Monitoring Systems

Synopsis

There are three monitoring services with distinct roles:

Java JMX:JConsole of VisualVM can be used to monitor Java processes that have JMX instrumentation enabled.
Statsd:Available at statsd.dataone.org (129.237.201.114) is a metrics collector and rendering solution able to provide close to real time reporting of arbitrary measurements.
Check-mk:Available at https://monitor.dataone.org/check_mk/ provides general system monitoring and problem notification.

Java JMX

In a nutshell, we open a SOCKS proxy to the host using SSH. This is necessary because JMX will respond on a random port even though the initial connection is on a defined port.

In this example 7778 is the port for the SOCKS proxy, and port 8010 is the jmx instrumentation port.
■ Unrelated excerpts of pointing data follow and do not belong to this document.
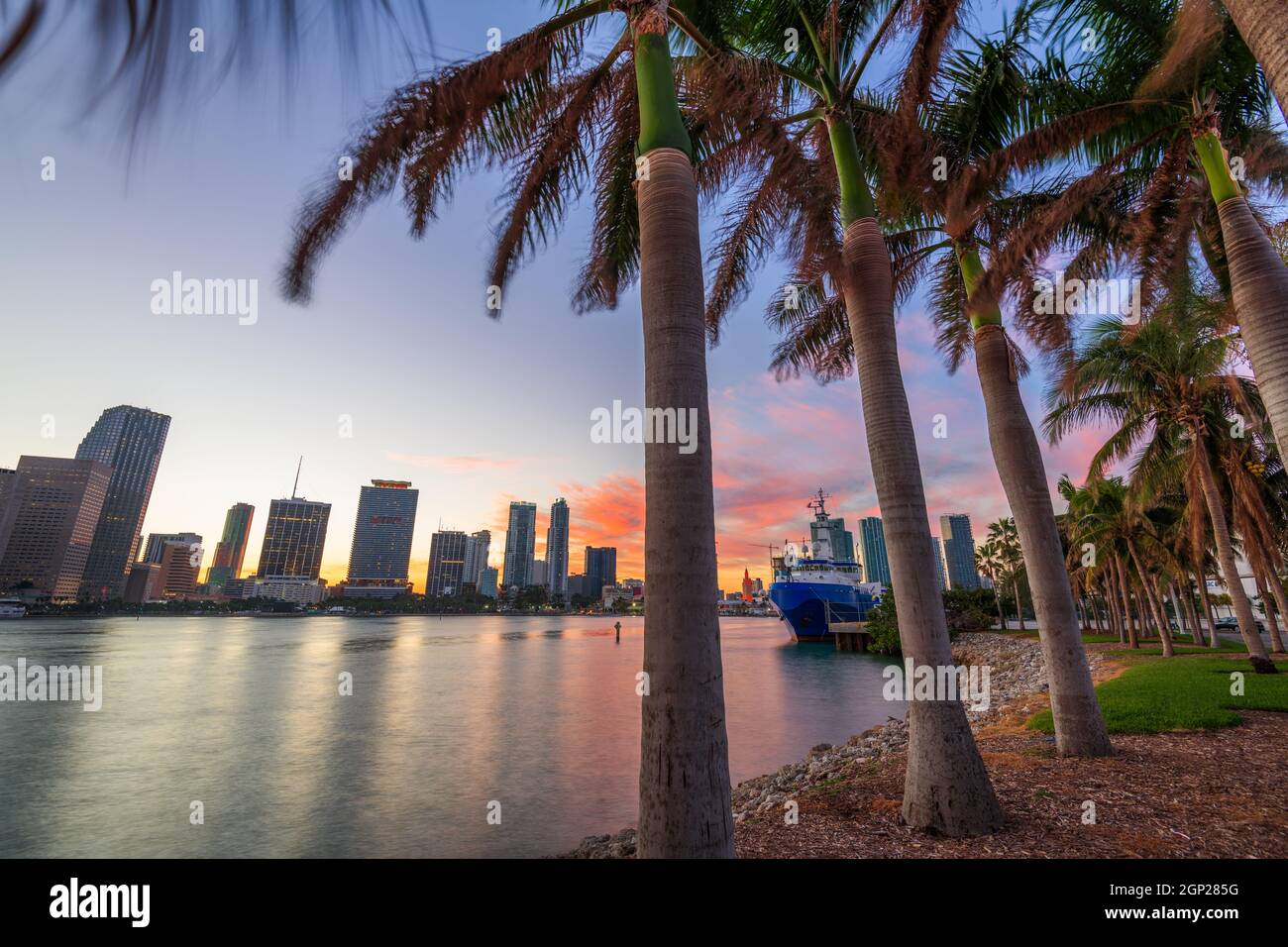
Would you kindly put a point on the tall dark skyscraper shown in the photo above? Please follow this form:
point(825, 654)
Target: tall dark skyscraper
point(129, 440)
point(48, 522)
point(600, 569)
point(876, 564)
point(292, 539)
point(520, 539)
point(557, 551)
point(958, 551)
point(381, 534)
point(231, 549)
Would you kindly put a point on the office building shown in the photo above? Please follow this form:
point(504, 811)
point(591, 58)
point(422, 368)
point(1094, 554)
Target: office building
point(231, 549)
point(876, 564)
point(50, 521)
point(294, 538)
point(958, 551)
point(380, 553)
point(557, 551)
point(520, 539)
point(129, 440)
point(446, 564)
point(600, 569)
point(939, 561)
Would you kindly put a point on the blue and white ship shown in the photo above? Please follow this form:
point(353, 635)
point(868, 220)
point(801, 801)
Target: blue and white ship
point(812, 590)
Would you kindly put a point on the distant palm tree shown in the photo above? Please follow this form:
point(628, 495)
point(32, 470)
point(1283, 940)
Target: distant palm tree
point(1167, 386)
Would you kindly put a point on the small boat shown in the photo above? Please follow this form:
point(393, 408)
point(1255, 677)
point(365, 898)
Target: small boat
point(12, 608)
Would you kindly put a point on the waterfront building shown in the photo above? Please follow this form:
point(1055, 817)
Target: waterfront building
point(958, 551)
point(478, 547)
point(600, 569)
point(876, 564)
point(520, 538)
point(231, 549)
point(837, 536)
point(294, 538)
point(50, 521)
point(129, 440)
point(446, 564)
point(380, 553)
point(939, 561)
point(557, 551)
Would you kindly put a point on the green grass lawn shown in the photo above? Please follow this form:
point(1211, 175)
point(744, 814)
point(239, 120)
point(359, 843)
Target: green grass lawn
point(1160, 694)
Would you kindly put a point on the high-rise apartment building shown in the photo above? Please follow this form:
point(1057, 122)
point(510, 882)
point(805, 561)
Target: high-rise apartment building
point(520, 540)
point(381, 535)
point(129, 440)
point(958, 551)
point(50, 521)
point(446, 564)
point(600, 569)
point(557, 551)
point(231, 549)
point(294, 538)
point(876, 564)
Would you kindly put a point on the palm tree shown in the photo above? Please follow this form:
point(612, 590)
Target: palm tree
point(1209, 99)
point(945, 787)
point(540, 108)
point(949, 176)
point(1008, 539)
point(1167, 385)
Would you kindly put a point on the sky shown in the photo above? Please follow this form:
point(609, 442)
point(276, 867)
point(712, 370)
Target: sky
point(393, 369)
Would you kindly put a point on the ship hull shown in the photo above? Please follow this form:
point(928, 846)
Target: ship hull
point(806, 608)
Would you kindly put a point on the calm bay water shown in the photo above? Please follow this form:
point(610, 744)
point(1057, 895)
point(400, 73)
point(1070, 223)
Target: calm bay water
point(446, 715)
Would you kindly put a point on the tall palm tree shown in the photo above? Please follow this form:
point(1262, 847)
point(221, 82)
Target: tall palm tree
point(1166, 384)
point(945, 788)
point(549, 112)
point(1209, 99)
point(948, 178)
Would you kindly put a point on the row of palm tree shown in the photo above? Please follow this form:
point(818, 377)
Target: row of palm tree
point(702, 98)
Start the application with JMX instrumentation enabled:

JAVA_OPTS="-Djava.awt.headless=true -Xmx8192m -XX:+UseParallelGC -Xms1024M -XX:MaxPermSize=512M \
 -Dcom.sun.management.jmxremote \
 -Dcom.sun.management.jmxremote.port=8010 \
 -Dcom.sun.management.jmxremote.authenticate=false \
 -Dcom.sun.management.jmxremote.ssl=false \
 -Djava.rmi.server.hostname=127.0.0.1 \
 -Dhazelcast.jmx=true"

Open a socks proxy with an SSH tunnel to the machine running the java service:

ssh -D7778 cn-dev-ucsb-1.test.dataone.org

Connect JConsole to the service:

jconsole -J-DsocksProxyHost=localhost \
  -J-DsocksProxyPort=7778 \
  service:jmx:rmi:///jndi/rmi://127.0.0.1:8010/jmxrmi

Or using VisualVm:

  1. In VisualVM Preferences | Network, set to use a localhost SOCKS proxy and remove “127.0.0.1” from No Proxy Hosts

  2. Add a new Local JMX connection with the JMX parameter:

    service:jmx:rmi:///jndi/rmi://127.0.0.1:8010/jmxrmi
    

Statsd

StatsD is a statistics collection service able to record arbitrary metrics. It can be likened to set of instruments to which measurements are sent. The graphite service tracks and renders the measurements values for each instrument.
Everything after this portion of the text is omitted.